“Transmítale al Papa nuestros saludos y deseos de paz, y dígale que rezamos por él. Invítele a visitarnos”. Así contaba el cardenal John Ribat, msc, en 2019 en esta revista, el añorado deseo de los papúes por una visita de Francisco. Seguro que León XIII habría aceptado también con gran ilusión esta invitación. Él puso todo su empeño en enviar misioneros a las lejanas tierras de Melanesia y Micronesia. El reto lo aceptó el P. Julio Chevalier, fundador de los Misioneros del Sagrado Corazón, y así, en 1882, llegaría a la isla de Matupit, Nueva Bretaña, la primera expedición, que partió de Barcelona trece meses antes. Al frente, el P. André Navarre, pero las circunstancias adversas en aquel territorio les impidieron establecer una misión.
Tres años después, un entusiasta P. Verius, el Hno. Gasbarra y el P. Marconi componen la segunda expedición. Esta vez sí, consiguen instalarse en Yule. Una pequeña isla, frente a la costa sur de Papúa, desde la que realizar incursiones a los territorios de las tribus Roro y Mekeo. Allí, en julio de 1885, celebran la primera misa.

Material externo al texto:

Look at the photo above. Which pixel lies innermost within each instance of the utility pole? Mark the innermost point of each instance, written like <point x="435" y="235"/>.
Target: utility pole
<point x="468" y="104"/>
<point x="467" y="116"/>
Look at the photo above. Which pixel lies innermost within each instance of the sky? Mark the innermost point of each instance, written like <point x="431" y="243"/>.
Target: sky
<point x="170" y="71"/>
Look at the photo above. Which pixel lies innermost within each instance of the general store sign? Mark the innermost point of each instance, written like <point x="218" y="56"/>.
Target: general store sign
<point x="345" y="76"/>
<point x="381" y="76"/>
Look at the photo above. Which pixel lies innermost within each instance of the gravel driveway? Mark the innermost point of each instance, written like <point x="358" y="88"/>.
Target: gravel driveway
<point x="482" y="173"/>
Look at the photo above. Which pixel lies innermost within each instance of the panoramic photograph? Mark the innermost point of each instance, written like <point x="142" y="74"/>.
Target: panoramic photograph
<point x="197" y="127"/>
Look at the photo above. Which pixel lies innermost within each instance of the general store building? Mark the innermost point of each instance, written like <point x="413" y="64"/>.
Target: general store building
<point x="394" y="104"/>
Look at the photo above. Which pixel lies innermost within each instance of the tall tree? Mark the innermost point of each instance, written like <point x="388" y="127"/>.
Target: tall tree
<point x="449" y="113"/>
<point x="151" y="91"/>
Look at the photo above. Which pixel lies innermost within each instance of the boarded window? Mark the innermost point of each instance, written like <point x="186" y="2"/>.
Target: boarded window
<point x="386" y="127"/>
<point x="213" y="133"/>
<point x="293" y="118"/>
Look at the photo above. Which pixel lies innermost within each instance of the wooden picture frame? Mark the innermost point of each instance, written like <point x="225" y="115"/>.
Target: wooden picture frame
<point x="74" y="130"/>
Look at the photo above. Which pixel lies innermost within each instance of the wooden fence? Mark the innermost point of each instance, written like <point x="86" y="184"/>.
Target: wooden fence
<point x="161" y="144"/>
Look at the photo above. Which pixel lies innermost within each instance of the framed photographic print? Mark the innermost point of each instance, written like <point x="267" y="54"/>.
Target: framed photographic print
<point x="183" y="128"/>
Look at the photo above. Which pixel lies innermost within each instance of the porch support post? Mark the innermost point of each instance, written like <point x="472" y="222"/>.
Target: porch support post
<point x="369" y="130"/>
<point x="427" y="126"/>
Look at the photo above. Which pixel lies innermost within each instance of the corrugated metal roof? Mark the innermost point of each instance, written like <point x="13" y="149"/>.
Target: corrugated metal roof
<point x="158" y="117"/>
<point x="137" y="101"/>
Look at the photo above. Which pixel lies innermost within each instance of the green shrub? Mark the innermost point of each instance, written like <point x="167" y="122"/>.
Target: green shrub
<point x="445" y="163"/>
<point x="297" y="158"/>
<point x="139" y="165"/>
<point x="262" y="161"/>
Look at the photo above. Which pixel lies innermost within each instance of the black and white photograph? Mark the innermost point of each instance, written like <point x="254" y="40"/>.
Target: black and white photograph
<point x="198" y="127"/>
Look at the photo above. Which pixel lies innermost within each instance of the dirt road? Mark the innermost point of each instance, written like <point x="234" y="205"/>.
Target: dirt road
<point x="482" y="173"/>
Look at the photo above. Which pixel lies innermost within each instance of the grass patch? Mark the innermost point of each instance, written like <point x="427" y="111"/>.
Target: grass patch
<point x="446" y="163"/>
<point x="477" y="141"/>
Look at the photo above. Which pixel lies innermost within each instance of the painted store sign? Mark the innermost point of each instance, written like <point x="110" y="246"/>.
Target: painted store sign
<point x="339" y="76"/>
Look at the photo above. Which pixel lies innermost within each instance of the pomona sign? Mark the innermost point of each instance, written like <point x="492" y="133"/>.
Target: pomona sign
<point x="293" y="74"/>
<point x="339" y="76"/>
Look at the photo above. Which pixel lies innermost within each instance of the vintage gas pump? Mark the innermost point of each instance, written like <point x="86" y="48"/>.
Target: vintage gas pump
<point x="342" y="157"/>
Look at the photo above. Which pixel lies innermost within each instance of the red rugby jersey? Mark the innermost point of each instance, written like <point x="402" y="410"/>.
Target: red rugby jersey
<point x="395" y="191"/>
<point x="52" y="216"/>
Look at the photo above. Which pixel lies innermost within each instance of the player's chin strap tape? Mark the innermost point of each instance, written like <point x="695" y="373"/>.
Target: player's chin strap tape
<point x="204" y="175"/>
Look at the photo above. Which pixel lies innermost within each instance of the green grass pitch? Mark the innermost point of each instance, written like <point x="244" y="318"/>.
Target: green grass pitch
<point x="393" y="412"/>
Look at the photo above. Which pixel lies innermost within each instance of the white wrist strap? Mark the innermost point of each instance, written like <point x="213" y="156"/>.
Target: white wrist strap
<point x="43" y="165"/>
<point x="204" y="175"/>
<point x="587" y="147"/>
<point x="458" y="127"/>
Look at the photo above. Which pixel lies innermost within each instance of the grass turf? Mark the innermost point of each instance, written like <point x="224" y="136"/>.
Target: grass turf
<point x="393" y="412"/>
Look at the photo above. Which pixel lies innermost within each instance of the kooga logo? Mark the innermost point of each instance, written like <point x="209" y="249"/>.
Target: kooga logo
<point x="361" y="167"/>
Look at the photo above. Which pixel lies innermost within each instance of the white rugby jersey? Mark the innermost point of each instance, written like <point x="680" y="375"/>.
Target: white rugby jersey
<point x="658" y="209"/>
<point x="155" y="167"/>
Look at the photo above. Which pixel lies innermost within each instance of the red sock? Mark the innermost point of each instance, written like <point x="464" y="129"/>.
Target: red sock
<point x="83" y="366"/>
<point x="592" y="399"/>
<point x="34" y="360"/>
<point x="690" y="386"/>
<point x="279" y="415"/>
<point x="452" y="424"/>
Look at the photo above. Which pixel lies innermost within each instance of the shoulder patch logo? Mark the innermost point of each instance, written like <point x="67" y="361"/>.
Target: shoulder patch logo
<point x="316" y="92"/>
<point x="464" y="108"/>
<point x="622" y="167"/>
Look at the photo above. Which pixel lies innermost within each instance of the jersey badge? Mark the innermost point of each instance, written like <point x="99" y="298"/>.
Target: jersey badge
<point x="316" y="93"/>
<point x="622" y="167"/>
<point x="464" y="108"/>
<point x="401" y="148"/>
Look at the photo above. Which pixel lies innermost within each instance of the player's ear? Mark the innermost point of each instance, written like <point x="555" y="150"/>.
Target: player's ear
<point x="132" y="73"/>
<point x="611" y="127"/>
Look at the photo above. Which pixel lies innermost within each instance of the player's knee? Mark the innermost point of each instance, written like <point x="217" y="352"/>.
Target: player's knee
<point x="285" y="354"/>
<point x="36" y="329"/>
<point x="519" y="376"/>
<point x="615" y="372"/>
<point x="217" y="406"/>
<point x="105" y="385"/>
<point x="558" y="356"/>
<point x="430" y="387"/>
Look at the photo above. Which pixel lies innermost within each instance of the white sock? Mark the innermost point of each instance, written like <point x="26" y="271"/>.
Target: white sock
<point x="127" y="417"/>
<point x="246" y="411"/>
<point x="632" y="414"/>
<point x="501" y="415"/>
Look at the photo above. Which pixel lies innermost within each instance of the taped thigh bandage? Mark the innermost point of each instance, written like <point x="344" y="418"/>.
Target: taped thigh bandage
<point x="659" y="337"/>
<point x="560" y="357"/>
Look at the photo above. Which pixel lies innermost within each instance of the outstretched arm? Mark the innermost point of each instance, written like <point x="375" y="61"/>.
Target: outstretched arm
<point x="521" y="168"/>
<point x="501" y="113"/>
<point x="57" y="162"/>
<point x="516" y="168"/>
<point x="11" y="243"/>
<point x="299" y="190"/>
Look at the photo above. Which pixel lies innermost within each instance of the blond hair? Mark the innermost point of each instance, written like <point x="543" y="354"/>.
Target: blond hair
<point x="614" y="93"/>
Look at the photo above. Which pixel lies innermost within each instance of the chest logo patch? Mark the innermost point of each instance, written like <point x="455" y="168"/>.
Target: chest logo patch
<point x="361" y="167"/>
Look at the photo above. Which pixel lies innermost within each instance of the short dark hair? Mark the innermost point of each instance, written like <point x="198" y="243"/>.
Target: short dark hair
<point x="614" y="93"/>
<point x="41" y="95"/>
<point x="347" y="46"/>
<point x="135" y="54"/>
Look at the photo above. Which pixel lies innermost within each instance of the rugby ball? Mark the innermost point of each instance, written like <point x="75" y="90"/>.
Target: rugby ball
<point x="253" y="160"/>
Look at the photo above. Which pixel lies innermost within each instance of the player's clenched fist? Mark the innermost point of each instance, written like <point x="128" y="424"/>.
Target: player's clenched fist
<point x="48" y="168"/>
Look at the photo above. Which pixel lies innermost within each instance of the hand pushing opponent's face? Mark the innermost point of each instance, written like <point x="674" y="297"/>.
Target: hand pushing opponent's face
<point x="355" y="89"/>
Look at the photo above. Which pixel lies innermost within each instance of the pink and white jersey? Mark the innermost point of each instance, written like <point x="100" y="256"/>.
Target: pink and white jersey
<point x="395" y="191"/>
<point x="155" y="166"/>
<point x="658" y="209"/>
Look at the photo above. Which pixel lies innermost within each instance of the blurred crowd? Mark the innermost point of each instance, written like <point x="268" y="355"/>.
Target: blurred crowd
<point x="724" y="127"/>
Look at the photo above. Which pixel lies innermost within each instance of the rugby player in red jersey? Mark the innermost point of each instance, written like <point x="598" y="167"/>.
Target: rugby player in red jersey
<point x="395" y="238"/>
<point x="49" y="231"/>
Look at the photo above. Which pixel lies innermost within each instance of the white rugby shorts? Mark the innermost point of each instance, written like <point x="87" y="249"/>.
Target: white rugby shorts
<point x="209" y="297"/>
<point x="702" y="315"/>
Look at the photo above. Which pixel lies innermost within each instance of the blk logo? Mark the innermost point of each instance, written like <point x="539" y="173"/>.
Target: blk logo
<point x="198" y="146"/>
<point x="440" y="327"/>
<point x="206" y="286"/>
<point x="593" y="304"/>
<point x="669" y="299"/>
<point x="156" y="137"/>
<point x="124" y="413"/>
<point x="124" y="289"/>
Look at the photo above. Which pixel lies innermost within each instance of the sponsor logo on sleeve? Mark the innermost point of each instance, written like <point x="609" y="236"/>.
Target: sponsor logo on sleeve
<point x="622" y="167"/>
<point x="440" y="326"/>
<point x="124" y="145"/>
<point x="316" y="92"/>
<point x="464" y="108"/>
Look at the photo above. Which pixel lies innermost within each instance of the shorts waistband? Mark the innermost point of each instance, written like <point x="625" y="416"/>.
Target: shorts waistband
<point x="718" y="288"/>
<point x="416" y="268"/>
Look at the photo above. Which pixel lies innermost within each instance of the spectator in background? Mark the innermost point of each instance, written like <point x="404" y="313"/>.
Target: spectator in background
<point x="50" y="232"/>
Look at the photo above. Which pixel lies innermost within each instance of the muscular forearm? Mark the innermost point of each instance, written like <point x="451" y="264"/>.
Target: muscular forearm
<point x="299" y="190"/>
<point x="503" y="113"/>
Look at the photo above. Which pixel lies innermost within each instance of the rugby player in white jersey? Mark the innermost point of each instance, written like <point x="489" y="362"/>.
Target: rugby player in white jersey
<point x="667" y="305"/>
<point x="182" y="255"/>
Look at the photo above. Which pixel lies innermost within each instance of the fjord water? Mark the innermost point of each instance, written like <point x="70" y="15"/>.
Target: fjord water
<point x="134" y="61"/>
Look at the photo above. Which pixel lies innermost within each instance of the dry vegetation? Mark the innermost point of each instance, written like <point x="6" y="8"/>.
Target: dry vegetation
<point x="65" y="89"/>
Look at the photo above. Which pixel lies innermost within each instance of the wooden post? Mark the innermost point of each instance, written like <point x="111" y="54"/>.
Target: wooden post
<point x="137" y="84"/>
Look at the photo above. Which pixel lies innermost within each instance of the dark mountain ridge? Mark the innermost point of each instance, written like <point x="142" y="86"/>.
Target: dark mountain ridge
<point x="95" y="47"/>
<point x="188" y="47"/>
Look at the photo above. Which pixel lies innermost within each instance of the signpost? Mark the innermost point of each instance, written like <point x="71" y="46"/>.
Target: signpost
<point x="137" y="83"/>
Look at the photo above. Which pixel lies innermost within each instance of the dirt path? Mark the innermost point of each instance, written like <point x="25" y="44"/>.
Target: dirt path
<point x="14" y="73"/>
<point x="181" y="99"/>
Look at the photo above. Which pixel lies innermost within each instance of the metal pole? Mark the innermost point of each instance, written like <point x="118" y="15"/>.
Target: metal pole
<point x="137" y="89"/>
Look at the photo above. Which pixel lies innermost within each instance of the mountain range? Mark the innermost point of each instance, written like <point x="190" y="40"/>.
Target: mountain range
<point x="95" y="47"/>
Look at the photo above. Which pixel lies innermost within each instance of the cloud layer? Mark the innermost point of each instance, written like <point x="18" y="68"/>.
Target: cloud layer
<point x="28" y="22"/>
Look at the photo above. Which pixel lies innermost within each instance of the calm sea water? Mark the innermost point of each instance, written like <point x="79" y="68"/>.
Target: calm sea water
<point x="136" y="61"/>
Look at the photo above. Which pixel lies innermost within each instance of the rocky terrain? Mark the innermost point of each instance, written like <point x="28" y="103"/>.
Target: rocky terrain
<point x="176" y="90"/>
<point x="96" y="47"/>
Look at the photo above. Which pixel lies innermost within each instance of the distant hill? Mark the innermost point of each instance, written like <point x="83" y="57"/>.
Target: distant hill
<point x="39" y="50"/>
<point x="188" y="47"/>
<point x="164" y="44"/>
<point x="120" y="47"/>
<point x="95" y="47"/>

Los conflictos entre tribus eran frecuentes, el canibalismo una práctica habitual, sus tradiciones tribales y la brujería formaban parte de lo cotidiano y las supersticiones eran la manera de comprender lo que no entendían. Con tantos desafíos, la labor evangelizadora debía ir unida a otras misioneras, dedicadas al desarrollo del pueblo.
Primero, acabar con las luchas entre tribus. El P. Verius fue esencial. Logró el respeto de los jefes de los clanes y evitó varias guerras que habrían dado al traste con la evangelización. La integración de los misioneros debía ser real. Era imprescindible su confianza y, para ello, entender sus tradiciones y su particular ‘cosmovisión melanesia’. Así comprenderían al Dios del Amor.
“También había desafíos muy grandes en cuestión de salud. Eran tiempos de malaria, de enfermedades, pueblos con escaso contacto con Occidente y la medicina”, relata a Radio Vaticana el P. Abzalón Alvarado, msc, superior general de los Misioneros del Sagrado Corazón. Los hechiceros hacían las veces de curanderos. Aunque el propio P. Verius había estudiado algo de medicina como misionero, era necesaria más ayuda. En 1887 llega a la isla un grupo de Hijas de Nuestra Señora del Sagrado Corazón, a las que el P. Navarre, ya obispo, les dice al recibirlas: “Ha llegado vuestra hora, la misión os necesita y os espera”. Los indígenas las llamaron Iviao-love (doncellas santas).
Las hermanas Clara, Marta y Magdalena, junto a la madre Ligoria, comienzan a abrir dispensarios que hoy son centros de salud. La Hna. Mona Papu es la directora del de Inauaia, construido por el P. Xavier Vergés, msc, donde ella conoció a los misioneros y sintió su vocación de servicio. Cuenta la Hna. papú Elizabeth Inapi, al P. Paco Blanco, superior provincial de España, que ella también debe su vocación al P. Vergés. “Le conocí cuando tenía 4 años, fue su ejemplo el que me atrajo a la vida religiosa. Él construyó la misión, la iglesia, la escuela, el convento de las hermanas, el hospital”. Crear centros de formación en enfermería fue un punto de inflexión en el desarrollo del país. Y es que las escuelas, en general, ayudaron a la educación de una población que desconocía incluso su propia lengua, de entre las más de 800 del país.
Los misioneros no se limitaron a llevar la palabra de Dios y mostrar un nuevo estilo de vida basado en el ‘Amor derramado’ de Cristo. La sociedad papú de hoy posee la estructura que los misioneros tuvieron el acierto de crear. Iglesia, dispensario y escuela son el centro de la organización social que aún tiene el país. A este conjunto, lo siguen llamando ‘Mission’.